Chromium: Open-Source-Browserprojekt, das die technische Grundlage zahlreicher heutiger Webbrowser bildet — darunter Google Chrome, Microsoft Edge, Opera, Brave, Vivaldi und Samsung Internet.

Gestartet wurde das Projekt 2008 von Google zusammen mit der ersten Version von Chrome. Während Chrome zusätzliche Google-Komponenten wie automatische Updates, den hauseigenen Sync-Dienst, proprietäre Codecs und Datenerhebung mitbringt, beschränkt sich Chromium auf die offene Codebasis und steht unter einer Mischung aus BSD- und anderen freien Lizenzen.

Kernkomponenten von Chromium sind die Rendering-Engine Blink (2013 als Fork des Apple-Projekts WebKit gestartet) sowie die JavaScript-Engine V8, die wiederum als eigenständiges Projekt auch in Node.js und Deno zum Einsatz kommt.
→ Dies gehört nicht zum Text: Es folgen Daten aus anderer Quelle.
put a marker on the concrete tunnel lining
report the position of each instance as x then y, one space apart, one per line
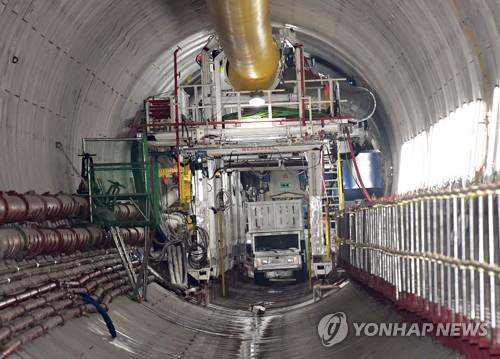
86 66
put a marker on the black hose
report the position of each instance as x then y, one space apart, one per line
197 248
107 319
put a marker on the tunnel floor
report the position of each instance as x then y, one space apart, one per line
168 327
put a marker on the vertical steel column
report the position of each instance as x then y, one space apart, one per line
463 255
456 303
491 261
481 257
472 257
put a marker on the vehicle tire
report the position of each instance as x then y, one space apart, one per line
300 276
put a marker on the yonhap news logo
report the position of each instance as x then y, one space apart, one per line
334 328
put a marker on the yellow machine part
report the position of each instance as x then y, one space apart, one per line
186 175
245 31
185 195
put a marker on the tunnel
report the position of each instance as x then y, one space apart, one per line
417 80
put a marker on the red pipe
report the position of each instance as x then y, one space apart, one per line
239 122
355 163
302 82
177 139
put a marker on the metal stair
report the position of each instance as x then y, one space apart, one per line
331 196
123 252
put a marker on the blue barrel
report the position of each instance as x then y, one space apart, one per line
370 168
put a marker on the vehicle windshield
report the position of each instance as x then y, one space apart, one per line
277 242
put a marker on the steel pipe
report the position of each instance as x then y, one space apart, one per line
32 207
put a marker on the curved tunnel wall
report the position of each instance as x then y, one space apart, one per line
85 66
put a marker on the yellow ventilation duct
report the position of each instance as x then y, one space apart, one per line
244 29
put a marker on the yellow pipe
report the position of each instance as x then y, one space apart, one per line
245 32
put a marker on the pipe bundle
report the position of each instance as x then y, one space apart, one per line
32 207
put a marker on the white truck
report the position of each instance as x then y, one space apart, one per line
275 241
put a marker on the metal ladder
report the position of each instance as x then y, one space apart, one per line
331 197
123 252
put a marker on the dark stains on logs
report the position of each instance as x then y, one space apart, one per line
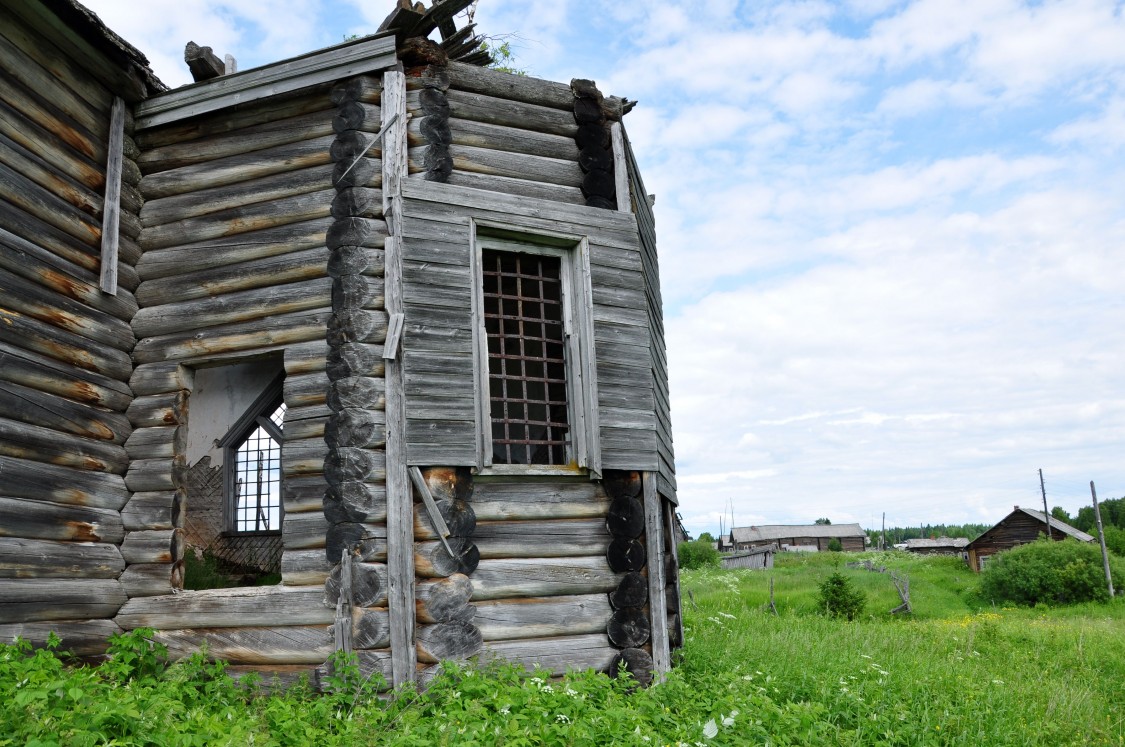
595 149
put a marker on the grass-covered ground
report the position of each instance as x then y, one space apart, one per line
957 672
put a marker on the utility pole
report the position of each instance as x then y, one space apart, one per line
1101 539
1046 515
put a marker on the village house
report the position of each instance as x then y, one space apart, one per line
1020 527
377 326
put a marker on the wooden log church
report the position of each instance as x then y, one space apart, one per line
374 334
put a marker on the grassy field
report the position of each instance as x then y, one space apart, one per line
956 672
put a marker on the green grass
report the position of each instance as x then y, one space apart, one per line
957 672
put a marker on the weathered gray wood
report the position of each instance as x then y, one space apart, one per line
26 558
154 511
29 600
30 479
111 205
542 618
304 567
447 640
497 501
242 167
29 333
227 608
153 546
276 645
156 442
532 577
557 655
147 579
263 334
27 405
27 441
27 519
83 639
207 255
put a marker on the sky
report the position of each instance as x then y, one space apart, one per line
891 233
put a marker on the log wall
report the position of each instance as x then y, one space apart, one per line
64 341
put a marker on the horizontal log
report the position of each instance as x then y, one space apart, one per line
209 255
29 600
442 600
352 501
369 585
447 641
26 441
366 429
29 333
357 260
262 334
239 168
272 645
161 378
248 195
241 219
541 539
154 511
51 521
153 546
246 140
370 628
431 560
25 558
542 618
27 405
496 579
215 281
494 501
147 579
227 608
86 639
272 111
156 442
304 567
556 655
306 390
30 479
357 201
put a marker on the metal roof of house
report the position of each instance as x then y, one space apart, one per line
766 532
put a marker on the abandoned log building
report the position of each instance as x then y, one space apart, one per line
377 320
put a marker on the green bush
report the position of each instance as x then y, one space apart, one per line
840 599
1050 573
698 554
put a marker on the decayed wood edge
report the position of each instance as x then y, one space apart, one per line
111 206
658 615
335 63
399 497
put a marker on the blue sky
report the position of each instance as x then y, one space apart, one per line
892 234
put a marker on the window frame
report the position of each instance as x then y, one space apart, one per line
584 451
257 414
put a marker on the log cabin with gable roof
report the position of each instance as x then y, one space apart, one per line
383 320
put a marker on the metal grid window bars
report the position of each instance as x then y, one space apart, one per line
527 367
258 476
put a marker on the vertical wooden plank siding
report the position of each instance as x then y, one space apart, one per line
657 600
111 206
399 497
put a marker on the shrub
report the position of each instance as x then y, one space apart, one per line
1049 572
698 554
840 599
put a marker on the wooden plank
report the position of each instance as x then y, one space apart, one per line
29 558
111 205
227 608
29 600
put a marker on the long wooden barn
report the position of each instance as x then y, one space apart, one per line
371 335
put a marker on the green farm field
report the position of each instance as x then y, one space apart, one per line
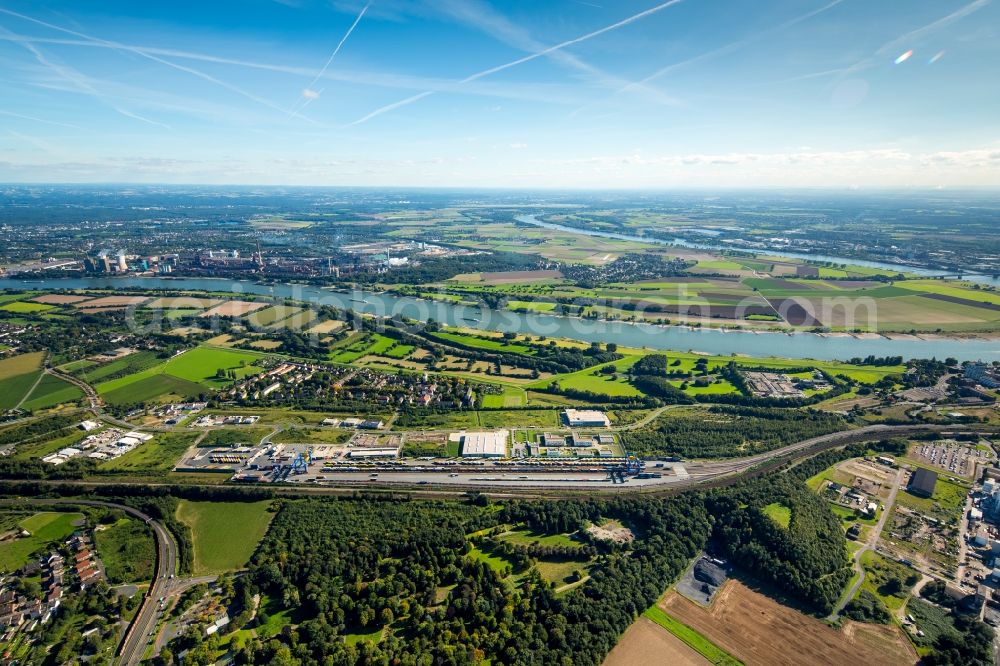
186 374
13 389
22 307
157 456
52 391
21 364
127 550
45 527
225 533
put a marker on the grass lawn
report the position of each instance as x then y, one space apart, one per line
878 571
496 562
561 572
234 437
22 307
364 636
946 502
12 389
519 418
591 379
52 391
200 365
270 315
149 388
511 396
20 364
779 513
45 527
157 456
225 533
476 342
712 652
526 537
197 366
127 550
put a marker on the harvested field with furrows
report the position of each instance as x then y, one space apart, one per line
758 630
233 309
60 299
183 303
518 276
646 642
113 301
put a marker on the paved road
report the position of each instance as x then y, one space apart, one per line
137 635
870 544
24 398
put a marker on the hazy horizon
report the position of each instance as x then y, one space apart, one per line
467 93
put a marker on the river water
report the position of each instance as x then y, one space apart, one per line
777 252
714 341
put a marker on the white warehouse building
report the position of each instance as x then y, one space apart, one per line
485 444
586 417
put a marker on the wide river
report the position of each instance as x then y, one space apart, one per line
800 345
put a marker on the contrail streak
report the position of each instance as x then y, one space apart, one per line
729 48
38 120
131 49
520 61
295 109
79 81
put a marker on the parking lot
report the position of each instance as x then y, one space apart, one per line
951 456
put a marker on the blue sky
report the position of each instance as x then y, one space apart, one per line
519 93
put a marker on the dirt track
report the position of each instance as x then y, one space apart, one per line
646 642
759 630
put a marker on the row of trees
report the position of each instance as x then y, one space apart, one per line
728 431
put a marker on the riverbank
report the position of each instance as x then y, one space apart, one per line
626 334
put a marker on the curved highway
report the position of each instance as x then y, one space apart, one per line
136 636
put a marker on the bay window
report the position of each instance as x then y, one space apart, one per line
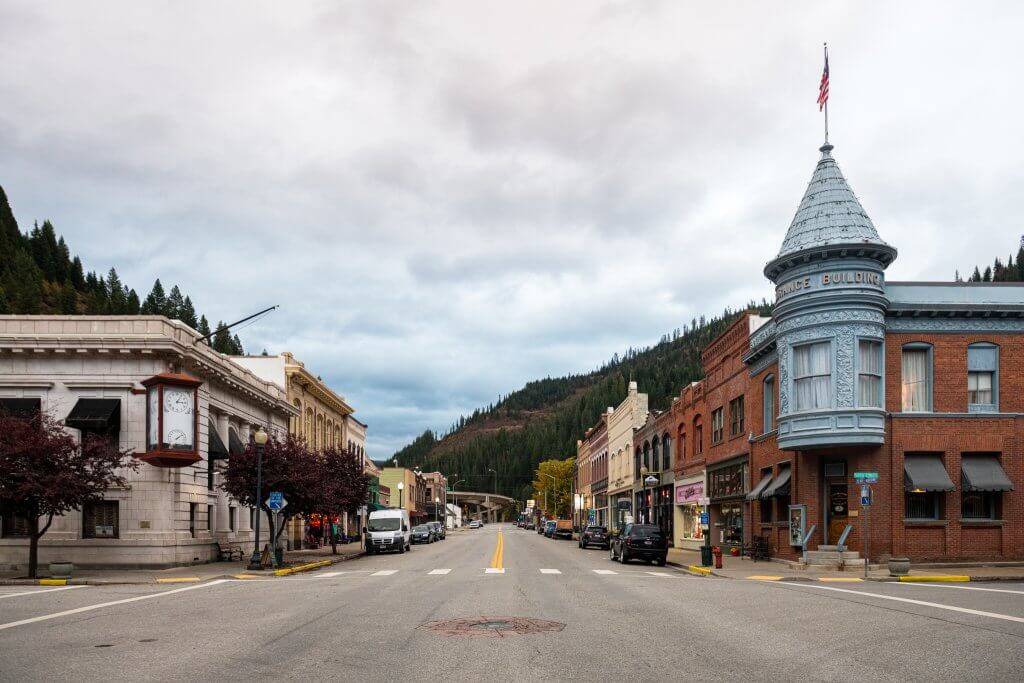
812 376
Mit jeder neuen Chromium-Version, die alle vier Wochen erscheint, übernehmen die abgeleiteten Browser in der Regel kurz darauf dieselben Web-Standards, Sicherheits-Updates und Funktionsverbesserungen.

Durch die hohe Marktdurchdringung der Chromium-Ableger gilt das Projekt heute als dominierende Browser-Plattform: Im Web entfallen rund 70 bis 80 Prozent der Aufrufe auf einen Chromium-basierten Browser. Aus dieser Marktstellung resultiert eine intensive Debatte über das Tempo, in dem Google neue Web-Standards einführt — etwa zur Verwertung von Tracking-Daten — und über die Folgen für die Vielfalt der Browser-Engines. Mit Firefox (Gecko) und Safari (WebKit) existieren neben Chromium nur noch zwei weitere Engines mit substanzieller Verbreitung.